È invece fuori esposizione da quasi vent’anni il gonfalone di San Isidoro (secondo quarto del XIV secolo) a causa delle sue dimensioni, che hanno richiesto una teca speciale, poiché è presentato allungato alla base. Lungo 2,80 metri, l’origine leggendaria di questo stendardo di taffetà cremisi risiede “nell’apparizione di Sant’Isidoro durante l’assedio di Baeza, nel 1147, per aiutare i cristiani contro i musulmani”, dice l’abate. “Il re Alfonso VII, in segno di gratitudine, ordinò alle mogli dei suoi nobili di ricamarlo”. Il santo appare su entrambi i lati, a cavallo, con la croce in una mano e la spada nell’altra. È difficile immaginare che qualcuno possa reggere una stoffa così tremenda in battaglia.
La visita prosegue scendendo la scalinata rinascimentale, a cui non era possibile accedere prima nel percorso di visita, fino a raggiungere l’antica cantina del monastero, con due pezzi speciali per i leonesi: la banderuola a forma di gallo sulla torre, del VII secolo e di origine persiana , in rame piombato ricoperto d’oro. Si tratta di un caso di riutilizzo: “Non si sa come possa essere arrivato dal Golfo Persico, probabilmente era il cannello di una fontana. Le gambe furono tagliate per adattarla come banderuola”, spiega l’abate. “Poi è stato unito alla palla e alla base sottostante, che risalgono all’XI secolo.” A pochi metri, la campana Laurentina (di San Lorenzo), del 1086. Suona ancora? “È crepato, sembra rotto, ma probabilmente è il più antico conosciuto nella Penisola”.

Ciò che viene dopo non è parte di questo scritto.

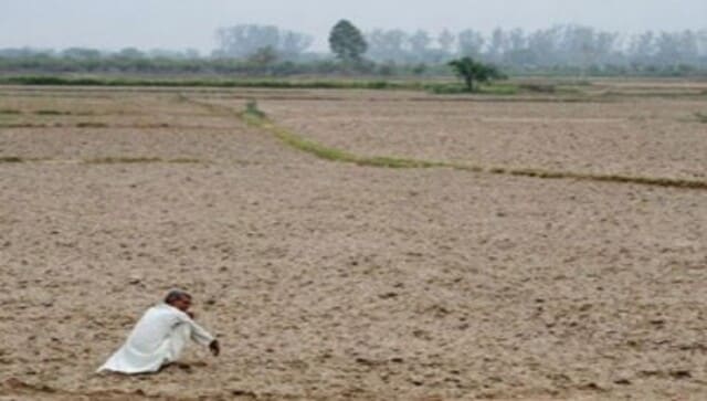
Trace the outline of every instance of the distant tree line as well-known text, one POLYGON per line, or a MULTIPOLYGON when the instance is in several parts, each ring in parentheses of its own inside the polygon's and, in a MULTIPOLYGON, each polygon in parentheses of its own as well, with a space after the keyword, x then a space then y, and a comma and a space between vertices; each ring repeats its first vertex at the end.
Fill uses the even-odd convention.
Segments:
POLYGON ((330 31, 330 53, 313 52, 314 39, 274 25, 239 24, 215 33, 211 54, 196 50, 116 52, 0 49, 0 73, 145 73, 294 75, 451 74, 447 63, 472 57, 511 74, 693 75, 707 72, 707 30, 633 35, 582 25, 526 32, 496 29, 359 31, 347 20, 330 31))
POLYGON ((587 70, 620 73, 707 67, 707 30, 633 35, 582 25, 526 32, 467 29, 437 35, 426 31, 374 30, 366 34, 367 56, 379 63, 436 64, 451 57, 481 57, 513 71, 587 70))

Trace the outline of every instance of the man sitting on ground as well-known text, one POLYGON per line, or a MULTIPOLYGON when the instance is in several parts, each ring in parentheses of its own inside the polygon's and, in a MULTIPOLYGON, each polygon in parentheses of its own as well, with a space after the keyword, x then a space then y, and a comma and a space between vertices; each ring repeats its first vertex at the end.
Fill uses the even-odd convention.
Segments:
POLYGON ((197 325, 194 315, 189 312, 190 306, 191 295, 183 291, 171 291, 163 303, 143 315, 125 345, 98 371, 126 374, 159 371, 179 359, 189 339, 209 346, 211 353, 218 356, 219 341, 197 325))

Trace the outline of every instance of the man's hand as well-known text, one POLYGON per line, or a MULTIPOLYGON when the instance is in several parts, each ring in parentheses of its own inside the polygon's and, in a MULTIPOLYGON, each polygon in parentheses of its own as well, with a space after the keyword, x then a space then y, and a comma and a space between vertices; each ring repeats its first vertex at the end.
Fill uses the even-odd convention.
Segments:
POLYGON ((219 345, 218 340, 211 341, 211 344, 209 344, 209 349, 214 357, 218 357, 219 352, 221 352, 221 346, 219 345))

E alla fine, il Pantheon dei Re, che era visibile nel vecchio museo entrando, tanti visitatori credettero che tutto fosse già fatto e se ne andarono. Ora è il culmine. I suoi affreschi, della metà del XII secolo, restaurati poco più di un anno fa dalla Giunta, sono ciò che dà più fama a Sant’Isidoro. Si tratta di un intero programma iconografico con scene della Nascita di Cristo, della Passione e della Glorificazione. Gli affreschi delle sue sei volte sembrano circondare il cimitero reale ai suoi piedi, con i sarcofagi che ospitano le spoglie di 11 re, 12 regine, 10 neonati e nove nobili leonesi. Ma non ci sono così tanti sarcofagi qui! L’abate risponde: “Quando vennero i francesi, aprirono le tombe in cerca di oro e gioielli, mescolarono tutto, lo buttarono via… e poi non fu più possibile sapere quali resti appartenessero a chi”. Se ne sollevassimo il coperchio, ciò che vedremmo sarebbero piccole scatole di legno contenenti ciò che resta di quella regalità.